The encyclopedia itself is comprehensive, including virtually all of the terms that a layperson interested in sleep and its disorders might want to investigate. However, it would benefit from some expert medical editorship. For instance, another reviewer has commented on the number of entries starting with the word sleep (there are actually no less than 80 such entries in the current edition) and the needless redundancy that this presents to the reader. One could easily imagine an encyclopedic listing of mountains with all of the entries under the letter m! In addition, many entries contain odd mixtures of simple and highly technical terms, thus blurring the supposed focus on the general public.

More troubling to me were the entries containing incorrect or misleading information. For instance, under codeine, this agent is alleged to be a stimulant for all disorders causing excessive sleepiness (sure to be a surprise to any patient with sleep apnea who hazards taking codeine without consulting a physician); and under multiple sleep latency testing (MSLT), the standard 15-min collection period after sleep onset to allow for the appearance of rapid eye movement sleep is at variance with the 10-min collection period that Thorpy and Yager specify. The book is particularly weak with respect to sleep-disordered breathing.
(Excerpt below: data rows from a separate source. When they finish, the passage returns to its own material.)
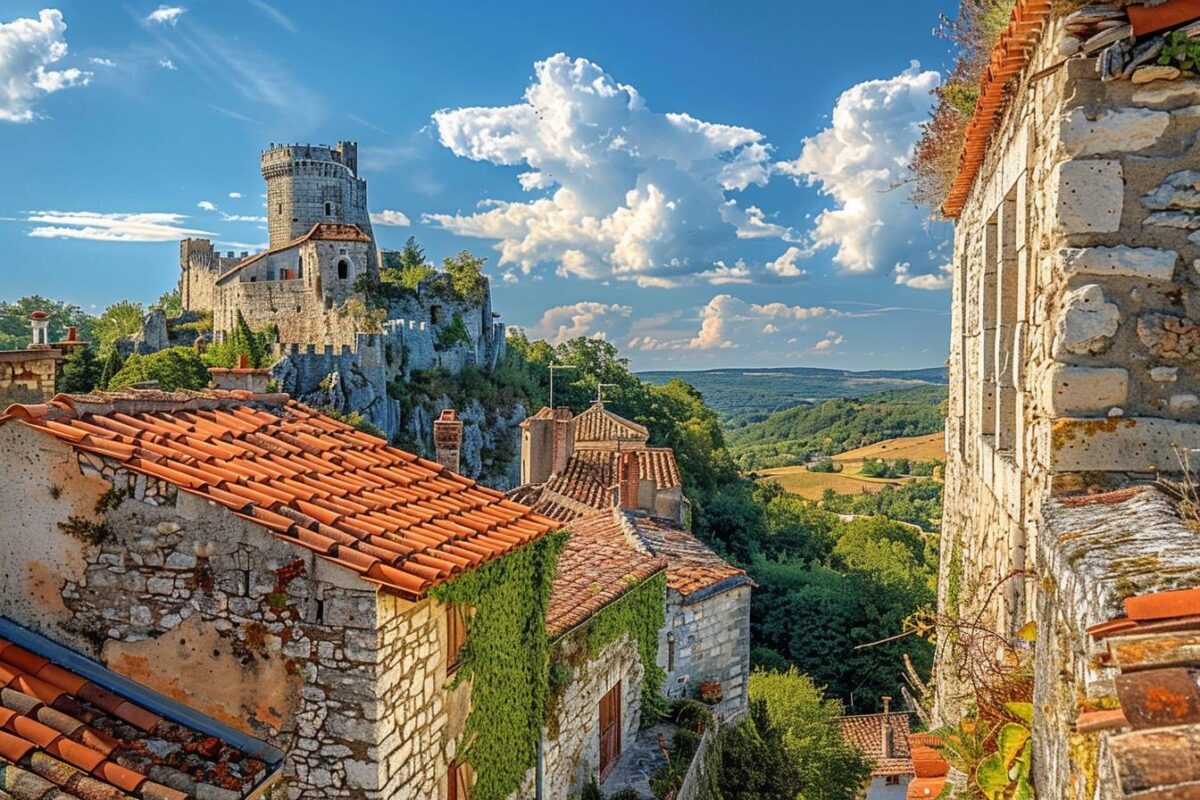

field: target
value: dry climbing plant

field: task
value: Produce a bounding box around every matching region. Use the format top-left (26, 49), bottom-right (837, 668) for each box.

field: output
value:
top-left (910, 571), bottom-right (1036, 800)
Two examples: the entry on central sleep apnea syndrome (CSAS) fails to distinguish between hypoventilatory CSAS (usually a manifestation of neuromuscular disease) and hyperventilatory CSAS (usually from hemispheric cerebrovascular disease or congestive heart failure); and the definition of obesity hypoventilation syndrome equates this disorder to any process “characterized by hypoventilation during sleep.” Remarkably, bilevel positive airway pressure does not merit its own entry and is hardly mentioned at all.

The book does contain some examples of excellent writing for the layperson. For example, the discussion of oral appliances is clear and comprehensive, although a picture of such a device probably would be helpful. (This is a drawback throughout the volume; there are no graphics at all.) The case histories illustrating some disease entries are a good idea, and the listings of prominent figures in the history of sleep medicine add to the historical perspective given by the opening essay.
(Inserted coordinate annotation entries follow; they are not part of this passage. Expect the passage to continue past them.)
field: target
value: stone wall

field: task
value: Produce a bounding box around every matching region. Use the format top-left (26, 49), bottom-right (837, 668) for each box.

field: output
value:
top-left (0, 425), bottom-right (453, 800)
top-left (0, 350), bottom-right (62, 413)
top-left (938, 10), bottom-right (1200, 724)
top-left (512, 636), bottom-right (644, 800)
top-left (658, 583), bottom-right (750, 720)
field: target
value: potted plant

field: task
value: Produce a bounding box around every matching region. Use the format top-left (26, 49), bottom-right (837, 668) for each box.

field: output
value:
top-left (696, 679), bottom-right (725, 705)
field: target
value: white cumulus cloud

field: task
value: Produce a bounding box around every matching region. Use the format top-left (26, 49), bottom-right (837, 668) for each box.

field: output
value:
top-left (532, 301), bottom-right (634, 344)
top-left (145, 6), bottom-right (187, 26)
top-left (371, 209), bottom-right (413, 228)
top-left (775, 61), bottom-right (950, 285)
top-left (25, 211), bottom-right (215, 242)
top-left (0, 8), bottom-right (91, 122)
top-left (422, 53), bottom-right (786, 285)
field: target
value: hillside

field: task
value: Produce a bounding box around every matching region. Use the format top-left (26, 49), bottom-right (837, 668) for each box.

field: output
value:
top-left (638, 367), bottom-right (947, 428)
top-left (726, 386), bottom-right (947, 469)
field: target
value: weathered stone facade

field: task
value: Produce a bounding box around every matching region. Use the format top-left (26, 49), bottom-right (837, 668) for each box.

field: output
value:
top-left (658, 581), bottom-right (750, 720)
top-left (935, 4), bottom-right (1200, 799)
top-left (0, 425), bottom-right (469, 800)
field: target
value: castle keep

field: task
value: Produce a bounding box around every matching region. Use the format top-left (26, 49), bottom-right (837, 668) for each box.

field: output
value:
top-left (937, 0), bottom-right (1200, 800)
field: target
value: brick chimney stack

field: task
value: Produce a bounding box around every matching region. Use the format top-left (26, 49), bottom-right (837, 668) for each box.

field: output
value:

Overall, The Encyclopedia of Sleep and Sleep Disorders suffers in comparison with Carskadon’s Encyclopedia of Sleep and Dreaming, which is a well-written and authoritative text, but one that is aimed more at the medical professional. It is hoped that a third edition of Thorpy and Yager’s work will be produced without undue delay, incorporating careful editing and perhaps input from a pulmonary consultant, so that it can be recommended as a resource for educating the general public on sleep and its disorders.